If you have, you may well be laughing from start to finish of the two act, but non-stop, performance. 

Here’s a little test. Match the following characters with the following expressions. 

 

Montgomery Burns, Nelson Muntz, Captain McCallister, Homer, Ned Flanders. 

 

D’oh! Do diddly do! Excellent! Argggghh! HA! HA! 

 

If you could easily attach at least four of those characters to their trademark sayings, this show should be comprehensible to you. 

Give yourself an extra point if you’ve lived in the East Bay long enough to remember when Simpsons creator Matt Groening was not known for his TV hit, but for his “Life in Hell” comics in the East Bay Express. 

The show is in the Bruns Amphitheater, the CalShakes home, just beyond the Caldecott Tunnel on the warm side of the Berkeley Hills. Bring your own snacks if you like. Picnic areas—and a well-stocked café—adjoin the outdoor performance space.  

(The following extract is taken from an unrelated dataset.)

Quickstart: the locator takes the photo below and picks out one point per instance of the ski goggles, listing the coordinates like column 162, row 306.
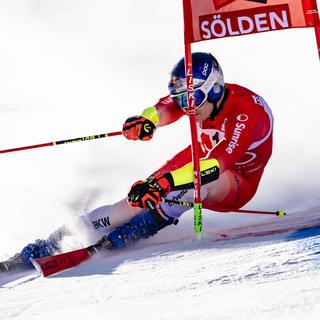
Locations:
column 182, row 99
column 200, row 92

Painting-perfect golden hills touched with the low evening sun and eucalyptus and oak groves frame the setting. If you don’t drive, there’s a shuttle from the Orinda BART station. 

Performances take place at 8:00 pm every evening through this Saturday. There’s a special finale second performance at 10:30 on Saturday as well. 

The Tuesday audience seemed pretty close to capacity, but as of this writing the CalShakes website showed “Good” availability for tickets later in the week, except for Friday when tickets were listed as “Limited”. 

Tickets are $35 and $30. For this show, lawn chairs are provided for free on the upper terraces. Bring warm outer clothing layers, and a blanket if you like, since the evenings can cool down.  

If you can’t navigate the on-line ticket system, call (510) 548-9666 after 10:00 am for a live ticket agent. 

You can link through the MacHomer website to the CalShakes ticket page. 

The Miller send-up also functions as something of a local prelude to a serious CalShakes production of the real “Macbeth” coming up August 18-September 12.